Dois partidos elegeram entre 60 e 100 deputados, PL e PT. Cinco partidos elegeram entre 40 e 60 deputados. Outros cinco têm entre 10 e 20. Os pequenos são 11, de 1 a 10 deputados. Entres estes, estão os partidos de esquerda, PDT, PSB, PSOL, PCdoB e Rede. O que restou do PSDB tem apenas 13 deputados. Formar blocos adianta pouco, porque a heterogeneidade e a competição entre eles é transportada para os blocos.

Mais centrão e menos centro

Diante da miniaturização partidária, o centrão se beneficia da fragmentação partidária, porque fica com mais espaço de veto. Significa que a coalizão de governo perdeu ainda mais garantias de aprovação de medidas de seu interesse, a partir da distribuição original de ministérios e das emendas que destinam recursos do orçamento.

Só restou a possibilidade de formar coalizões líquidas. Elas só se solidificam se a negociação, caso a caso, é bem sucedida. O apoio dura o tempo da votação de cada projeto.

Isto não quer dizer que Lula não conseguirá aprovar as matérias que sejam mais importantes para o governo. Apenas que terá que negociar mais caso a caso. Terá que fazer concessões ao centrão, cuidando para não deixar o governo descambar para práticas ilegais, que já lhe causaram muitos dissabores.

Além disso, precisa de bons resultados econômicos, para recuperar a popularidade e aumentar seu poder de alavancagem de votos no Congresso. Não pode errar na política econômica.

Coalizões líquidas exigem mais do governo,  sob a forma de mais cargos e verbas. Muitos dos grupos nelas representados estão ligados a interesses antagônicos aos do governo, porque são parte daqueles que exercem atividades incompatíveis com os objetivos declarados do governo, ou são por eles financiados.

Coalizões ao mesmo tempo que viabilizam, oferecem mais pressão e riscos para os governos. Foto: Daniel Marenco/HDLN

O centrão está cheio de representantes de grileiros, garimpeiros e madeireiros, por exemplo. Outros, estão ligados a empreiteiras com interesses em hidrelétricas, linhões e rodovias que podem condenar a Amazônia ao colapso ecossistêmico. Em suma, coalizões líquidas representam mais pressão e mais risco para os governos.

A solução é descentralizar o poder

O caminho longo, e na minha opinião necessário, para resolver essa demanda política por cargos e recursos é a descentralização do poder e do dinheiro público.

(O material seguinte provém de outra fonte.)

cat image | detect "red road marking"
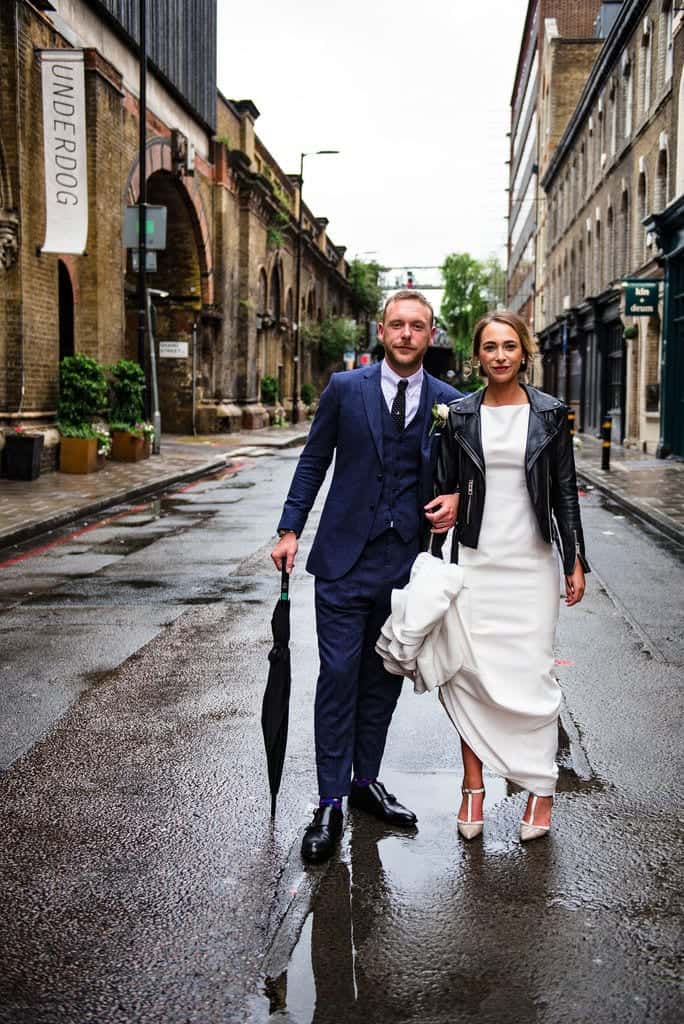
[0,461,254,569]
[0,502,149,569]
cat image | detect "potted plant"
[2,424,43,480]
[110,359,155,462]
[57,355,106,473]
[110,421,155,462]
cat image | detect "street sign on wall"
[124,204,166,249]
[40,48,88,255]
[159,341,187,359]
[624,281,658,316]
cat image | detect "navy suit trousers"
[315,529,420,797]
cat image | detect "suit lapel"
[361,362,384,462]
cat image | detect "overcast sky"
[218,0,527,276]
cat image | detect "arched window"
[605,206,615,285]
[634,171,648,263]
[660,0,674,82]
[270,264,282,323]
[257,268,267,315]
[618,188,631,273]
[57,259,74,359]
[613,53,634,140]
[609,82,617,157]
[594,211,605,292]
[653,150,668,213]
[639,17,653,117]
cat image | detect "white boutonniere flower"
[428,401,448,436]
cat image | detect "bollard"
[567,409,574,437]
[601,416,612,473]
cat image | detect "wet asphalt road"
[0,452,684,1024]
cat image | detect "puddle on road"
[259,724,601,1024]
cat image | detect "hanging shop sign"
[624,281,658,316]
[159,341,188,359]
[40,49,88,255]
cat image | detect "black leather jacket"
[435,384,590,575]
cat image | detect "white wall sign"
[40,49,88,254]
[159,341,187,359]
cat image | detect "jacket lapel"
[361,362,384,462]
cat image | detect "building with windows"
[0,0,350,460]
[538,0,681,452]
[506,0,599,348]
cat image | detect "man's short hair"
[382,288,434,327]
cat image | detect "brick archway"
[124,138,214,305]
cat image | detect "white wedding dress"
[439,404,561,796]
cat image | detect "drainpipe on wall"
[13,0,26,414]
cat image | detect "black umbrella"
[261,559,292,817]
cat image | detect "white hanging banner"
[40,49,88,254]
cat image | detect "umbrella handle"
[281,558,290,601]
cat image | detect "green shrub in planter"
[261,377,279,406]
[110,359,144,426]
[301,384,315,406]
[57,355,108,427]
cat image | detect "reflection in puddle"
[260,737,601,1024]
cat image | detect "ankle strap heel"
[456,785,484,839]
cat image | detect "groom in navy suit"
[271,290,461,861]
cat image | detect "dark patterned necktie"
[389,381,409,431]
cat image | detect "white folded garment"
[376,551,475,693]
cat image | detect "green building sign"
[624,281,658,316]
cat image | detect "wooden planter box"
[2,433,43,480]
[59,437,99,473]
[111,430,149,462]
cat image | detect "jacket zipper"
[527,430,558,472]
[455,434,484,476]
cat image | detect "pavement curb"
[575,466,684,545]
[0,455,232,551]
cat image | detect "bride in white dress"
[437,311,589,840]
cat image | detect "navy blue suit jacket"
[277,362,462,580]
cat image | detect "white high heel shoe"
[456,786,484,839]
[520,794,551,843]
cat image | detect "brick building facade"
[506,0,599,360]
[0,0,350,460]
[537,0,676,452]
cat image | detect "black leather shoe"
[302,805,344,864]
[349,780,418,826]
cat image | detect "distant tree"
[347,259,382,322]
[483,254,506,309]
[439,253,491,355]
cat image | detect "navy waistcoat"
[369,381,427,544]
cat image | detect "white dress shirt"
[380,359,423,427]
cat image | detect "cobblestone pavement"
[0,424,684,547]
[0,426,306,547]
[575,434,684,543]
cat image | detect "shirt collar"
[380,359,423,391]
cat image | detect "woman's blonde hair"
[473,309,537,370]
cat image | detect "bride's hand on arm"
[565,558,585,608]
[423,495,459,534]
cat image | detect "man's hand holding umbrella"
[270,529,299,572]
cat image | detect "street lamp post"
[292,150,340,424]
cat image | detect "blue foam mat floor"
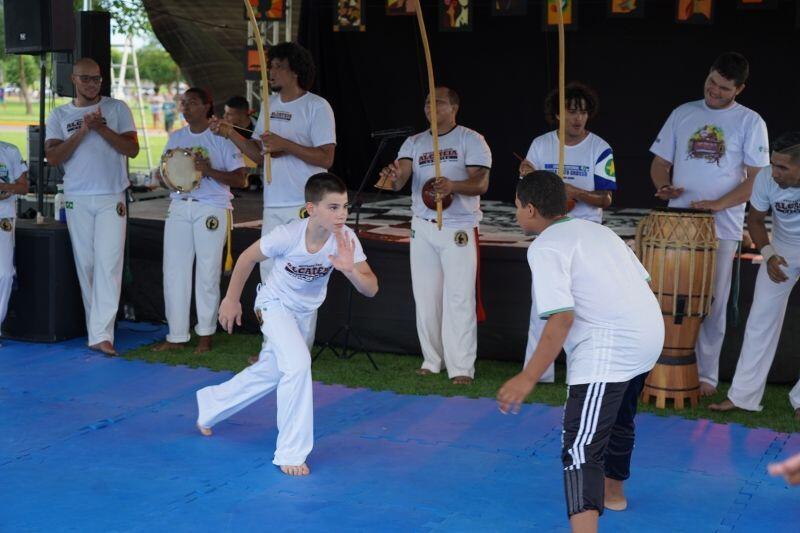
[0,323,800,533]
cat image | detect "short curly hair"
[544,81,600,124]
[267,42,316,91]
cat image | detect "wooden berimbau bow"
[415,0,442,230]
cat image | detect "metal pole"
[36,52,47,219]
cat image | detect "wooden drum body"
[636,208,718,409]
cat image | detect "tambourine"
[161,148,203,192]
[422,178,453,210]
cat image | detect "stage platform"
[121,191,800,383]
[0,323,800,533]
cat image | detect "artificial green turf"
[124,333,800,432]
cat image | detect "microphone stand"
[311,135,395,370]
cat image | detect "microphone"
[370,126,414,139]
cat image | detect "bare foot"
[708,398,739,413]
[603,477,628,511]
[281,463,311,476]
[150,341,186,352]
[194,335,214,354]
[89,341,119,355]
[700,381,717,396]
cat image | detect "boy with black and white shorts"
[197,172,378,476]
[497,170,664,531]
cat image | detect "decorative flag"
[386,0,417,16]
[438,0,472,31]
[736,0,778,9]
[333,0,367,31]
[608,0,644,18]
[490,0,528,17]
[542,0,578,30]
[675,0,714,24]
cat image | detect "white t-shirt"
[164,126,244,209]
[750,166,800,248]
[256,218,367,313]
[45,96,136,196]
[528,217,664,385]
[0,141,28,218]
[525,131,617,223]
[650,100,769,241]
[397,126,492,229]
[253,93,336,207]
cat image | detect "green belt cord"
[122,189,133,286]
[728,241,742,328]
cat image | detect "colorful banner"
[608,0,644,18]
[438,0,472,31]
[491,0,528,17]
[675,0,714,24]
[542,0,578,30]
[386,0,417,16]
[333,0,367,31]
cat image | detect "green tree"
[136,44,181,87]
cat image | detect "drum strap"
[728,241,742,328]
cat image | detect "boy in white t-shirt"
[197,173,378,476]
[709,132,800,421]
[153,87,247,354]
[44,58,139,355]
[519,82,617,383]
[650,52,769,396]
[0,141,28,331]
[497,170,664,531]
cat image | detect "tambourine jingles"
[161,148,202,192]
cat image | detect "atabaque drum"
[636,207,718,409]
[160,148,202,192]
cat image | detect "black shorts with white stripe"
[561,381,633,516]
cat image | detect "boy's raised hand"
[328,230,356,273]
[219,298,242,334]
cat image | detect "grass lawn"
[125,333,800,432]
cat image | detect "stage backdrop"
[299,0,800,207]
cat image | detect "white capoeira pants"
[410,217,478,378]
[522,274,556,383]
[258,204,317,349]
[695,239,739,387]
[64,192,127,346]
[197,301,314,465]
[164,199,228,343]
[0,218,16,331]
[728,242,800,411]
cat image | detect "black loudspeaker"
[53,11,111,97]
[3,0,75,54]
[3,219,86,342]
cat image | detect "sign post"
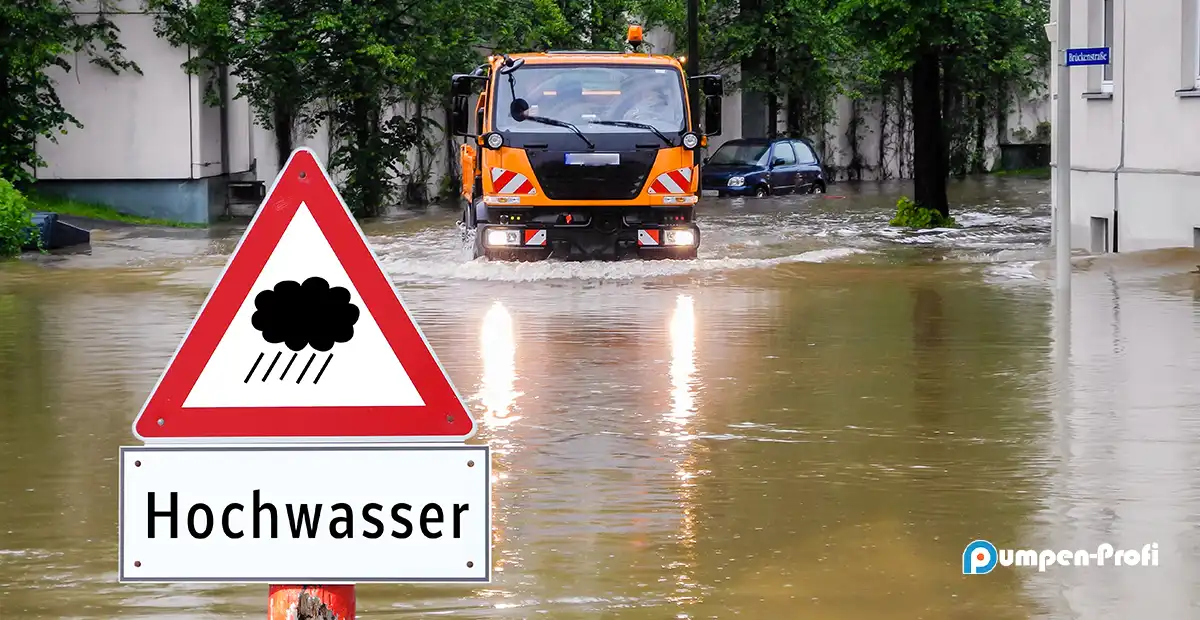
[118,148,492,620]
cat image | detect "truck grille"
[530,152,654,200]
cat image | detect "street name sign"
[1067,47,1111,67]
[118,148,492,584]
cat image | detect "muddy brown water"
[0,179,1200,620]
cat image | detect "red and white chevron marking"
[649,168,691,194]
[492,168,534,195]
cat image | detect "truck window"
[492,65,686,133]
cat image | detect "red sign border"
[132,148,478,443]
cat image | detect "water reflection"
[670,295,696,432]
[1030,259,1200,619]
[480,301,521,428]
[665,294,700,611]
[478,301,521,594]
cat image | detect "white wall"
[812,78,1051,180]
[37,0,198,180]
[1070,0,1200,252]
[38,10,1051,207]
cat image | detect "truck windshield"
[493,65,686,134]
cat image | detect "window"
[774,142,796,165]
[493,64,686,133]
[708,142,767,167]
[1100,0,1116,92]
[792,142,817,163]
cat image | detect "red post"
[266,584,354,620]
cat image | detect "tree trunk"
[971,96,988,174]
[272,98,295,168]
[912,49,950,217]
[767,48,779,138]
[880,80,892,181]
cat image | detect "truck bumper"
[475,223,700,260]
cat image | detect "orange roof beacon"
[451,25,724,260]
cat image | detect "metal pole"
[1054,0,1072,290]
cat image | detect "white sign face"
[119,445,492,584]
[177,204,425,408]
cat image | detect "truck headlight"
[666,229,696,246]
[487,230,521,246]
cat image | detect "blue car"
[701,138,827,197]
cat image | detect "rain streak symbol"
[242,277,359,385]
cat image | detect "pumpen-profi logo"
[962,540,1158,574]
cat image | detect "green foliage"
[888,195,959,230]
[0,177,42,258]
[144,0,1049,216]
[0,0,142,186]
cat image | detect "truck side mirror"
[450,73,479,97]
[704,96,724,136]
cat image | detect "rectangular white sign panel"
[119,445,492,584]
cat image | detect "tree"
[0,0,142,187]
[836,0,1045,225]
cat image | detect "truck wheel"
[470,227,487,260]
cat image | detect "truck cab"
[451,29,722,260]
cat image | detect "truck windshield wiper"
[588,121,674,146]
[523,116,596,149]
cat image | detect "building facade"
[1050,0,1200,253]
[36,7,1051,225]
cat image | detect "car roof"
[721,138,808,146]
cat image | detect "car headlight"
[666,229,696,246]
[487,230,521,246]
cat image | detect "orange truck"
[451,26,724,260]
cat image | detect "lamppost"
[686,0,700,119]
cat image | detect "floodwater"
[0,179,1200,620]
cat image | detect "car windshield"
[708,144,769,165]
[493,65,686,136]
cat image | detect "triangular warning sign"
[133,148,475,441]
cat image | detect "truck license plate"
[563,152,620,165]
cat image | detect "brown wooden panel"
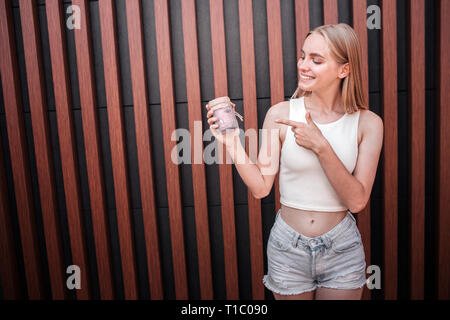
[381,0,398,300]
[295,0,310,61]
[99,0,138,299]
[154,0,188,299]
[19,0,66,300]
[352,0,371,300]
[126,0,163,299]
[0,0,44,300]
[239,0,264,300]
[0,132,21,300]
[72,0,114,300]
[323,0,338,24]
[408,0,425,299]
[436,0,450,299]
[46,0,90,300]
[209,0,239,300]
[266,0,284,213]
[181,0,214,300]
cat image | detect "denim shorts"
[263,209,366,295]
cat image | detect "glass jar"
[208,97,244,134]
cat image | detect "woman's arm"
[316,111,384,213]
[208,101,281,199]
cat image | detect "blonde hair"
[291,23,369,113]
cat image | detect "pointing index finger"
[275,119,299,127]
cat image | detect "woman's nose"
[297,59,307,71]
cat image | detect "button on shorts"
[263,209,366,295]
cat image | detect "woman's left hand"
[275,111,327,154]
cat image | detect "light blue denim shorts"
[263,209,366,295]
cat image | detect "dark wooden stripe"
[408,0,425,299]
[0,131,21,300]
[352,0,371,300]
[181,0,214,300]
[209,0,239,300]
[381,0,398,300]
[99,0,138,299]
[295,0,309,60]
[46,0,90,300]
[0,0,44,299]
[126,0,164,299]
[154,0,188,299]
[239,0,264,300]
[323,0,338,24]
[19,0,66,300]
[436,0,450,299]
[266,0,284,212]
[72,0,114,300]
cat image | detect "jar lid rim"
[209,97,231,107]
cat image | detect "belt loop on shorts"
[322,235,332,249]
[292,234,301,248]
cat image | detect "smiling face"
[297,33,349,91]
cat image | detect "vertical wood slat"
[72,0,114,300]
[154,0,188,299]
[181,0,213,300]
[0,0,44,300]
[19,0,66,300]
[408,0,425,299]
[126,0,163,300]
[323,0,338,24]
[352,0,372,300]
[209,0,239,300]
[381,0,398,300]
[436,0,450,299]
[239,0,264,300]
[266,0,284,212]
[0,134,20,300]
[295,0,310,61]
[99,0,138,300]
[46,0,90,300]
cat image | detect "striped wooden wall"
[0,0,450,299]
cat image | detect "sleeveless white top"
[279,97,360,212]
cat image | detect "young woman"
[206,23,383,299]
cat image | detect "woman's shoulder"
[267,100,289,119]
[359,109,383,129]
[358,109,384,144]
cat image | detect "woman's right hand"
[206,103,239,147]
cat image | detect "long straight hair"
[291,23,369,113]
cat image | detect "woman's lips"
[300,74,315,81]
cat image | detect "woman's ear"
[339,62,350,79]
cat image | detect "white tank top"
[279,97,360,212]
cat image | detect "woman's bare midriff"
[280,204,347,238]
[280,102,361,237]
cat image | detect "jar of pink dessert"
[208,97,244,134]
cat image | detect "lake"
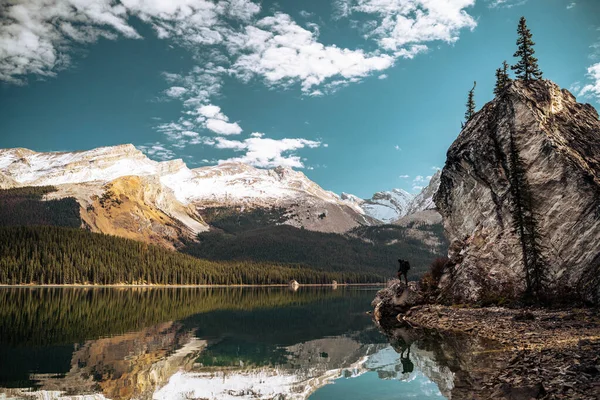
[0,286,480,400]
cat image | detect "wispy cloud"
[0,0,260,84]
[336,0,477,52]
[197,104,242,135]
[137,142,175,161]
[487,0,528,8]
[213,134,321,168]
[579,63,600,101]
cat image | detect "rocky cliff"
[434,80,600,303]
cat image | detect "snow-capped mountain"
[0,144,360,212]
[0,144,376,247]
[341,171,441,224]
[361,189,413,223]
[406,170,442,215]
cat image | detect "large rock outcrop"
[434,80,600,303]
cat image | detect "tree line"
[0,226,384,285]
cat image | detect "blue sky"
[0,0,600,197]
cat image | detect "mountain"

Uma reforma tributária federativa que descentralize poderes e receitas, dando ao estadual e ao municipal o que eles podem fazer melhor e mantendo na União as políticas estratégicas e de alcance nacional e global. A devolução de poderes eliminaria boa parte da pressão sobre os parlamentares para obter recursos e ações públicas para suas bases. Aqueles de vocação mais local prefeririam buscar cargos nos Legislativos estaduais e municipais.

A descentralização federativa é a única forma de melhorar a qualidade da representação parlamentar e obter coalizões programáticas.

* Sérgio Abranches é sociólogo, cientista político e escritor. É autor de “Presidencialismo de coalizão”.